Ortadoğu coğrafyası, sahip olduğu zengin yeraltı kaynakları nedeniyle tarih boyunca büyük çatışmaların merkezi olmuştur.
Çünkü bu coğrafyada, büyük ülkelerin iştahını kabartacak petrol, doğalgaz vb. zenginliği vardır. Dünyanın kısa bir geçmişine baktığımızda bazı liderlerin orta doğudaki emellerinin petrol olduğunu kolaylıkla anlayabiliriz. Mesela, Churcill’in ‘Bir damla petrol, bir damla kandan daha değerlidir.’ sözü ve diğer bazı liderlerin buna benzer söylemleri, orta doğuda emperyal paylaşımların yapıldığını ve bu doğrultuda haritaların çizildiğini gösteriyor.

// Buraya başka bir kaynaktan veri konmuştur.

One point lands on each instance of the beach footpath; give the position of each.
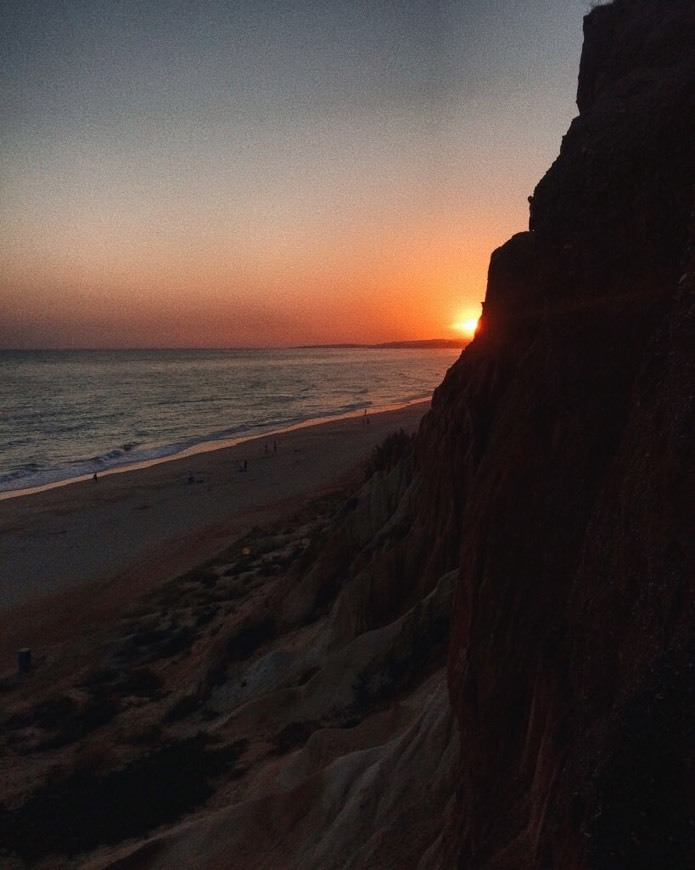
(82, 552)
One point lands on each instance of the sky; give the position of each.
(220, 173)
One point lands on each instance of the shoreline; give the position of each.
(207, 446)
(78, 556)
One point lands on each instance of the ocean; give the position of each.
(66, 414)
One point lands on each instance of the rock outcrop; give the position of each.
(568, 432)
(544, 515)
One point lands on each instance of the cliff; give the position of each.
(483, 658)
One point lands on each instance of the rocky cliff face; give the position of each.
(565, 472)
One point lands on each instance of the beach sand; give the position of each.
(78, 555)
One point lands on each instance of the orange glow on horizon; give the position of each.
(467, 326)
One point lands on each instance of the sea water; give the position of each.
(64, 414)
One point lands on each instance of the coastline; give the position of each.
(81, 553)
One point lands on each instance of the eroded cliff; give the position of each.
(568, 428)
(293, 695)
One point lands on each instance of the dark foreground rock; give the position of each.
(293, 697)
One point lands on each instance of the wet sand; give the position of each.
(79, 553)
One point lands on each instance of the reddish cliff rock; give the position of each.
(565, 470)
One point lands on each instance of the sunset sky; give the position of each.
(268, 172)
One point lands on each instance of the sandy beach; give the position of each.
(81, 552)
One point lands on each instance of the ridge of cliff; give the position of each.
(563, 438)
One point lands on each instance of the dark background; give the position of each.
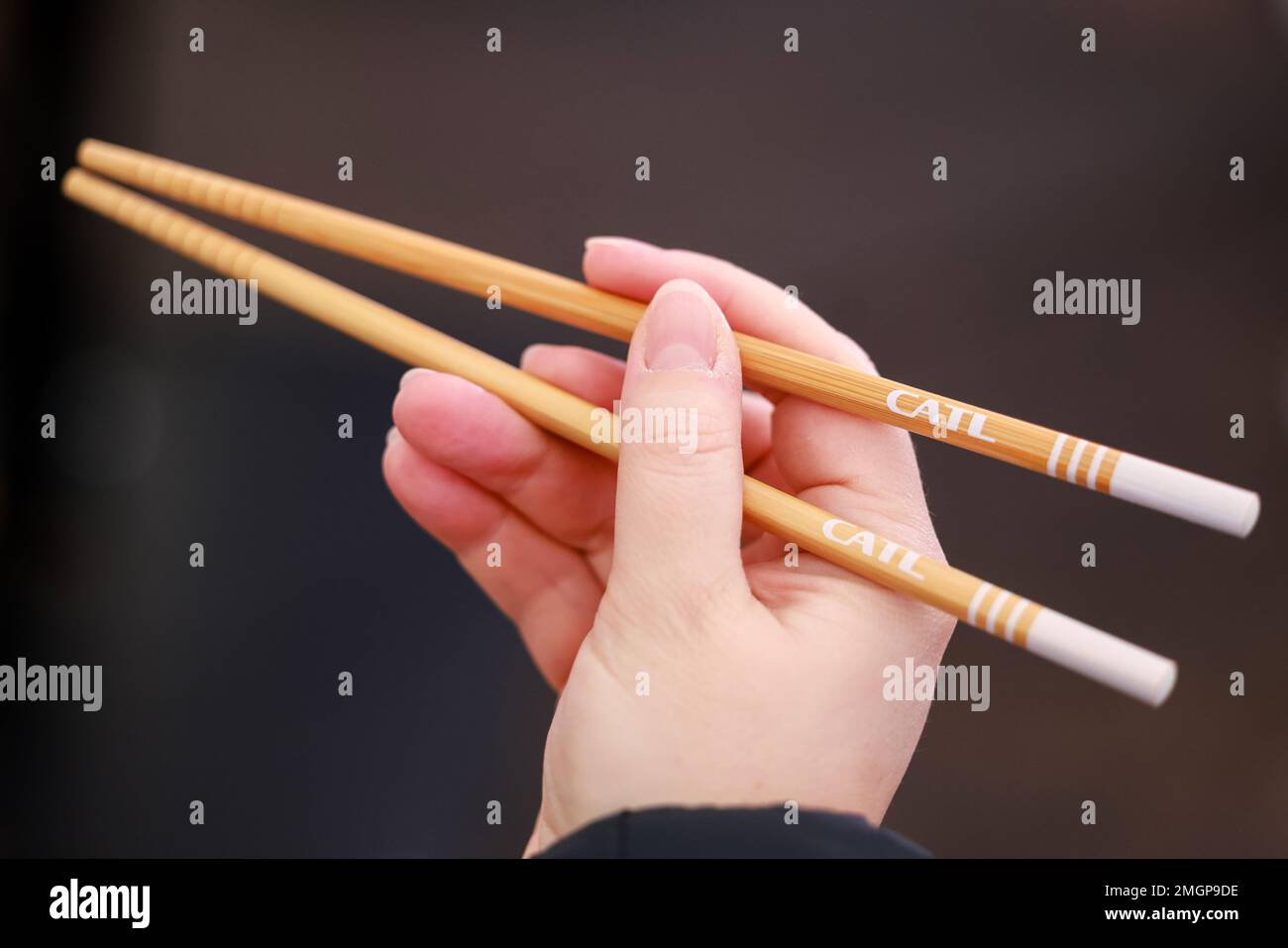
(811, 168)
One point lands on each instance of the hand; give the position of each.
(764, 681)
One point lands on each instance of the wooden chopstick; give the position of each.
(1064, 640)
(1067, 458)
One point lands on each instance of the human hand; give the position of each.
(764, 681)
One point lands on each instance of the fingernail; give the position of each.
(411, 373)
(679, 330)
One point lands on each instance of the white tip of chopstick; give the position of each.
(1111, 661)
(1190, 496)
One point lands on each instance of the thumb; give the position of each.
(679, 480)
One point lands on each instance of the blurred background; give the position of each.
(811, 168)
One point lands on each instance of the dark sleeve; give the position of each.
(673, 832)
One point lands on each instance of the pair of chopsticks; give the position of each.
(1059, 638)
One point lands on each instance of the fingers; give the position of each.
(752, 304)
(544, 586)
(563, 489)
(597, 378)
(679, 485)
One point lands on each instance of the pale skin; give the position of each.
(764, 679)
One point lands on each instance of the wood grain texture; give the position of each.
(764, 364)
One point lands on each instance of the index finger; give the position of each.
(854, 467)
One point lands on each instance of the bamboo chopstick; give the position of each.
(1076, 460)
(1064, 640)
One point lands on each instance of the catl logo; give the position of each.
(928, 407)
(867, 541)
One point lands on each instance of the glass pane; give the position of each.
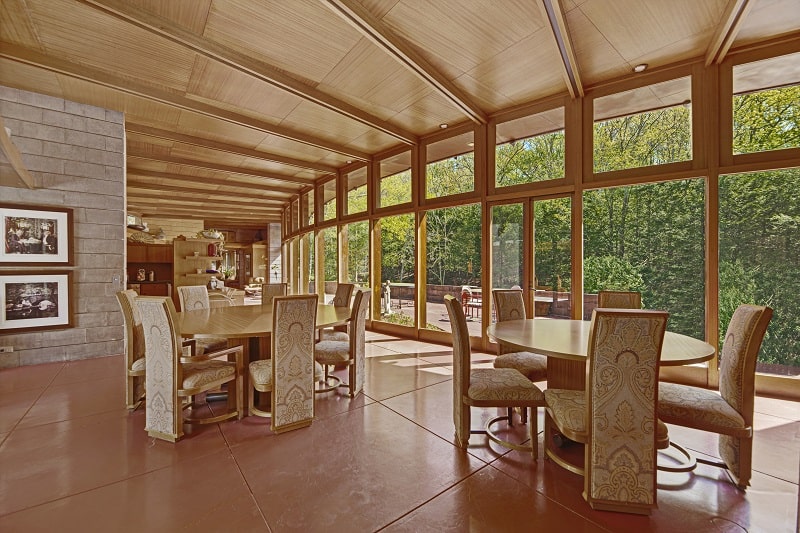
(507, 246)
(530, 149)
(358, 253)
(395, 182)
(331, 261)
(766, 105)
(649, 238)
(356, 191)
(398, 248)
(759, 236)
(329, 200)
(552, 246)
(643, 127)
(453, 261)
(451, 167)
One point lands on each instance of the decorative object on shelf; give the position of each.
(36, 301)
(36, 235)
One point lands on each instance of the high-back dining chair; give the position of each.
(729, 412)
(134, 348)
(289, 375)
(486, 387)
(344, 293)
(269, 291)
(619, 299)
(350, 353)
(615, 416)
(170, 382)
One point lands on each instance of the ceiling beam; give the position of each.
(172, 98)
(727, 29)
(136, 154)
(374, 30)
(167, 135)
(553, 10)
(245, 64)
(201, 181)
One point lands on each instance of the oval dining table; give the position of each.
(248, 325)
(565, 343)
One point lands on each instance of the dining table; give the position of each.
(249, 326)
(565, 343)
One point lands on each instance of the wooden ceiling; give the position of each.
(234, 106)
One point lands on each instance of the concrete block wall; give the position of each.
(76, 155)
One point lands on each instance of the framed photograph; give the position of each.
(35, 235)
(35, 300)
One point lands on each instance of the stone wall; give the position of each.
(76, 155)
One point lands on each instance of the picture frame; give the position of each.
(36, 235)
(39, 300)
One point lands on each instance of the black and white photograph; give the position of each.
(34, 235)
(35, 300)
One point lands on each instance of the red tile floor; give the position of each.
(72, 458)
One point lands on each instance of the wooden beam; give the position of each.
(172, 98)
(553, 11)
(374, 30)
(216, 167)
(255, 188)
(14, 158)
(727, 29)
(243, 63)
(167, 135)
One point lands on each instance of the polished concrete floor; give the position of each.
(73, 459)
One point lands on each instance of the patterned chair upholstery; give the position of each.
(269, 291)
(616, 415)
(134, 348)
(509, 305)
(619, 300)
(486, 387)
(193, 297)
(350, 353)
(344, 293)
(291, 372)
(729, 412)
(169, 382)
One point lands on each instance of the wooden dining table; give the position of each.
(565, 343)
(249, 326)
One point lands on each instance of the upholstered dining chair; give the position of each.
(619, 299)
(615, 416)
(487, 387)
(170, 383)
(344, 293)
(134, 348)
(510, 305)
(269, 291)
(728, 412)
(290, 374)
(193, 297)
(350, 353)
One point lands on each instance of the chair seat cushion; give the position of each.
(503, 384)
(568, 408)
(210, 344)
(332, 352)
(532, 365)
(198, 374)
(698, 408)
(138, 365)
(261, 373)
(332, 335)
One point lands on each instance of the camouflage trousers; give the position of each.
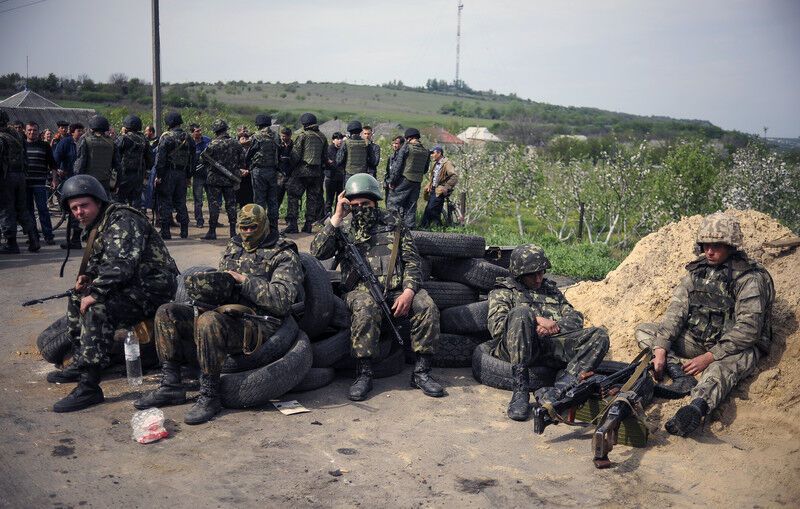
(719, 378)
(366, 318)
(92, 333)
(207, 342)
(574, 352)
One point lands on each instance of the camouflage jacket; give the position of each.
(274, 274)
(547, 301)
(128, 257)
(227, 152)
(376, 248)
(728, 308)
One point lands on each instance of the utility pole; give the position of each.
(156, 68)
(458, 44)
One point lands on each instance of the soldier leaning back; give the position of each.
(259, 271)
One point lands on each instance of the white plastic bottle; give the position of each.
(133, 362)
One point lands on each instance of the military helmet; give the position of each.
(354, 126)
(132, 123)
(362, 185)
(82, 185)
(219, 125)
(99, 123)
(308, 119)
(173, 119)
(527, 259)
(263, 120)
(722, 228)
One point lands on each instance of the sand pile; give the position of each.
(640, 289)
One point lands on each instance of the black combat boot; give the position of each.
(211, 234)
(64, 376)
(519, 408)
(688, 418)
(421, 377)
(169, 392)
(363, 383)
(208, 404)
(86, 394)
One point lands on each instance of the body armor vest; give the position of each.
(356, 156)
(416, 162)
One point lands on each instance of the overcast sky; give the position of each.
(733, 62)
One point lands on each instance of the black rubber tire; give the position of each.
(329, 351)
(447, 294)
(474, 272)
(258, 386)
(318, 297)
(469, 319)
(496, 373)
(455, 351)
(180, 293)
(271, 350)
(454, 245)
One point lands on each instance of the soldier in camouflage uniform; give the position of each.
(129, 274)
(266, 277)
(135, 159)
(533, 324)
(262, 161)
(308, 155)
(230, 154)
(719, 318)
(405, 177)
(373, 232)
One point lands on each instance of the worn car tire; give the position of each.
(271, 350)
(447, 294)
(469, 319)
(495, 372)
(258, 386)
(318, 297)
(474, 272)
(329, 351)
(454, 245)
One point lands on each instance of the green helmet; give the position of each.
(527, 259)
(362, 185)
(720, 228)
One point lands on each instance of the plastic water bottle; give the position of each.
(133, 362)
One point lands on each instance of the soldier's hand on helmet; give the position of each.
(698, 364)
(239, 278)
(402, 305)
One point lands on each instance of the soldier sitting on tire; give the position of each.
(373, 231)
(259, 274)
(532, 323)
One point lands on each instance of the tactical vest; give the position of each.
(416, 162)
(101, 156)
(14, 160)
(312, 148)
(356, 156)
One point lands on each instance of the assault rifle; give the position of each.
(366, 275)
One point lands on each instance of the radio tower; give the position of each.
(458, 43)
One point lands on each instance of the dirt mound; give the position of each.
(640, 289)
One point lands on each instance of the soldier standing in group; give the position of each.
(229, 153)
(128, 274)
(262, 160)
(532, 323)
(97, 155)
(378, 234)
(720, 318)
(406, 176)
(13, 203)
(261, 274)
(135, 159)
(308, 154)
(175, 160)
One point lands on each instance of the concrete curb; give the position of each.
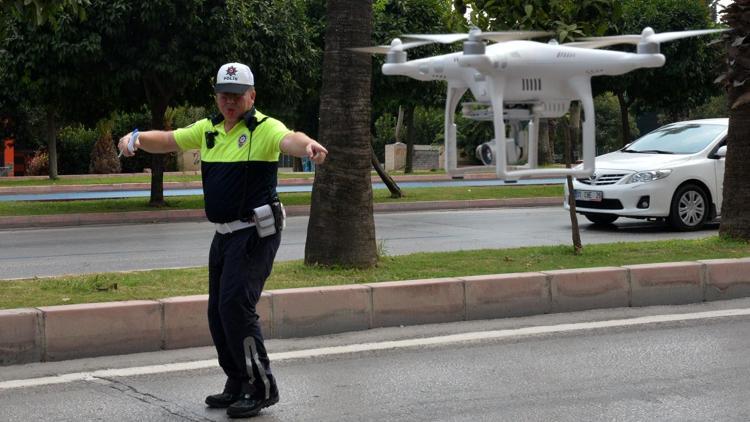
(75, 331)
(139, 217)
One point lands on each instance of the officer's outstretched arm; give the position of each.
(300, 145)
(154, 141)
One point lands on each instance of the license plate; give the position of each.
(589, 195)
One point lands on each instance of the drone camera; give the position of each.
(486, 153)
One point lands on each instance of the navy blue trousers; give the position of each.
(238, 265)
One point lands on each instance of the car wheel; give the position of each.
(689, 209)
(601, 218)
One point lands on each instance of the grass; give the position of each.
(8, 208)
(158, 284)
(124, 178)
(144, 178)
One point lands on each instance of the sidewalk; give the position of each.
(53, 333)
(101, 329)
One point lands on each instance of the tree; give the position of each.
(54, 67)
(41, 12)
(341, 230)
(684, 82)
(735, 220)
(568, 19)
(393, 18)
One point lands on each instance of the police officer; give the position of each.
(239, 163)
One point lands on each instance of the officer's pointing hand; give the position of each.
(316, 152)
(122, 145)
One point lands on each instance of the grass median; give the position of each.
(146, 178)
(159, 284)
(8, 208)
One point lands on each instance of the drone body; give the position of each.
(516, 80)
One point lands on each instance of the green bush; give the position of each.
(609, 124)
(185, 115)
(104, 155)
(124, 123)
(74, 145)
(715, 107)
(38, 165)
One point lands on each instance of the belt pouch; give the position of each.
(264, 221)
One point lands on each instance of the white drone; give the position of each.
(522, 81)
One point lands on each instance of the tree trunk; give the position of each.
(385, 177)
(157, 160)
(341, 230)
(409, 118)
(547, 155)
(624, 118)
(52, 142)
(572, 135)
(399, 124)
(735, 219)
(158, 99)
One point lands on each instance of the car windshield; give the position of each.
(676, 139)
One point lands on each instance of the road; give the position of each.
(686, 363)
(90, 249)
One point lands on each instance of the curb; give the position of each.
(54, 333)
(138, 217)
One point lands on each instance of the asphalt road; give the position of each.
(89, 249)
(643, 367)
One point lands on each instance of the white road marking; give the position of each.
(367, 347)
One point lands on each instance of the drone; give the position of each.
(516, 81)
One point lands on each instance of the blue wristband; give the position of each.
(133, 137)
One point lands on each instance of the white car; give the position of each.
(675, 173)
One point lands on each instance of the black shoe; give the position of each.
(250, 405)
(245, 407)
(223, 400)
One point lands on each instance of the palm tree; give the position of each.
(341, 230)
(735, 219)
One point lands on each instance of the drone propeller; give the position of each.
(476, 34)
(647, 37)
(396, 46)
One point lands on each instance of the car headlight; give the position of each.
(648, 176)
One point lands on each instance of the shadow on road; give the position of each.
(641, 227)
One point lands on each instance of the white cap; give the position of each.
(235, 78)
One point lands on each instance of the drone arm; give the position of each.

Nitekim orta doğuda; Libya’ya, kendi halkını zalimce katleden Beşar Esed’in ülkesi Suriye’ye ve geçmişten beri yapılan çatışmalar nedeniyle zayıflayan Irak’a baktığımızda bu çatışmaların güç paylaşım çatışmaları olduğunu anlayabiliriz.
Bu nedenle tarihin hiçbir döneminde orta doğudaki zulüm dinmemiştir. Çünkü terör üretilen, silah tüccarlarına hizmet edilen bu yöntemlerle büyük ülkelerin güdümünde olan devletler oluşmuş, kukla yönetimlerle yerel halkın demokrasi anlayışı sindirilmiş ve bu büyük ülkelerin böl-parçala-yönet taktiğiyle yönetebilecekleri ülkeler oluşmuştur. Ortadoğu’da Filistin’deki zulmün nedeni, İsrail’in Arzı Mev’ud yani Büyük İsrail Devleti hayalidir. Rusya, bölgedeki denklemde yer alabilmek için tüm gücünü göstermektedir. Amerika Birleşik Devletleri, orta doğuda İsrail’in Büyük İsrail Devleti hayalini gerçekleştirmek ve petrol bulunan ülkelerde hâkimiyetini artırmak için ellerinden gelen her şeyi yapmaktadır.
Buna benzer Çin, Japonya vb. ülkeler ortadoğudaki enerji koridorlarına sahip olabilmek için faaliyetler yürütmektedirler.Askerlerimizin bu emperyal güç çatışması içinde sahip olduğu toprakları korumak ve komşularımızdaki sükunetin sağlanması için Suriye’de ve Libya’da attığı adımlar büyük önem taşımaktadır.Suriye’de terörü önlemek, PKK ve PYD unsurlarını temizlemek, DEAŞ’la yaptığımız savaş, sınırlarımızı korumak için oluşturduğumuz kontrol noktaları,
Esed’e yardım eden Rusya ile Suriye’deki sükûneti tekrar sağlamak için birlikte hareket ederek mutabakat anlaşması imzalamamız ve bunun sonucu olarak ortak devriyeler yapmamız orta doğuda barışçıl ve savaş karşıtı bir dış politika sergilediğimizi gösterir. Bunun yanı sıra Doğu Akdeniz’de haklarımızı korumak için gösterdiğimiz irade ve Libya’da emperyal güçlerin oluşturmak istedikleri kukla yönetimlerini saf dışı bırakma çalışmaları neticesinde elde edilen başarılar dış politikamızın ne kadar barışçıl ve başarılı bir dış politika olduğunu göstermektedir.
Bu vesileyle ülkemizin dış politikadaki barışçıl ve başarılı etkinliğinin daha çok artmasını temenni eder ve gerçekleştirdiğimiz tüm operasyonlardaki şehitlerimize Allah’tan rahmet, yaralılarımıza ve gazilerimize de acil şifalar dilerim.